SP happens during the REM (rapid-eye movement) stage of sleep when we’re dreaming; at this point during our sleep pattern, our body paralyses itself so that we don’t act out our dreams. The majority of us will never know about it, because we’ll come out of REM naturally and wake up with the alarm clock. However, for about 20% – 30% of people worldwide, that won’t happen. Instead, they wake up during REM, but be in a state between sleep and waking. Except that, in this case, the great office of our mind has forgotten to send the memo to the rest of our body to wake up.
The actual “episode” can often only last a few seconds or minutes, although it often feels like longer. It can take a sufferer an absolute age to get back to sleep afterwards, due to cramp and adrenaline.

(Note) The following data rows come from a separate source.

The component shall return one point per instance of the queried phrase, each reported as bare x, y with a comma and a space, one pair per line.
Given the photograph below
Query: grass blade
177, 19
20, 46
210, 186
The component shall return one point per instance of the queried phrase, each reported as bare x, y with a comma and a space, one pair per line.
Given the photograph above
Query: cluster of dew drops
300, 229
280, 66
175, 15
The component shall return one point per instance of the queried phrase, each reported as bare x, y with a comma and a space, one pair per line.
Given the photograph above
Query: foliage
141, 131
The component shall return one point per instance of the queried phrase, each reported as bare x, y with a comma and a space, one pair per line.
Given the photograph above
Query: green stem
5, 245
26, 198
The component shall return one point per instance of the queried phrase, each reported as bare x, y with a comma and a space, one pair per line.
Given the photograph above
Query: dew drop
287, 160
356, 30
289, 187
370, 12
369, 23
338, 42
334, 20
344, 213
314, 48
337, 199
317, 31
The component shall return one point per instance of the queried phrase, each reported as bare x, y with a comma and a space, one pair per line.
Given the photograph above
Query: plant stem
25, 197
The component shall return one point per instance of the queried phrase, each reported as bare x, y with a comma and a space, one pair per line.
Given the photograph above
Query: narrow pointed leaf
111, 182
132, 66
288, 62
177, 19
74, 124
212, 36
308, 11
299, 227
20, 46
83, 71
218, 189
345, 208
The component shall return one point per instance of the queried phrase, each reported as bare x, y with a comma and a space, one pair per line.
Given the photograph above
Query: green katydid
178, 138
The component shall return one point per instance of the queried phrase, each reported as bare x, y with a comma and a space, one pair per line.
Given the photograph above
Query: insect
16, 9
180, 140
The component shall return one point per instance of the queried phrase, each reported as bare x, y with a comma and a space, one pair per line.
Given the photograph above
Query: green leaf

Certain things can almost certainly trigger an attack. For me, sleeping on my back or left side will always bring on an episode, and a busy day working and / or socialising – where my mind is constantly buzzing and on the go – is a trigger. But, then again, it’s not always a trigger; that’s the unpredictable nature of SP.
To anyone that suffers from it, I’ll say this; if it’s going to happen, it’ll just happen – try not to fret. Find out what your triggers are and do what you can to correct them. But most of all, the SP will stop and you will wake up.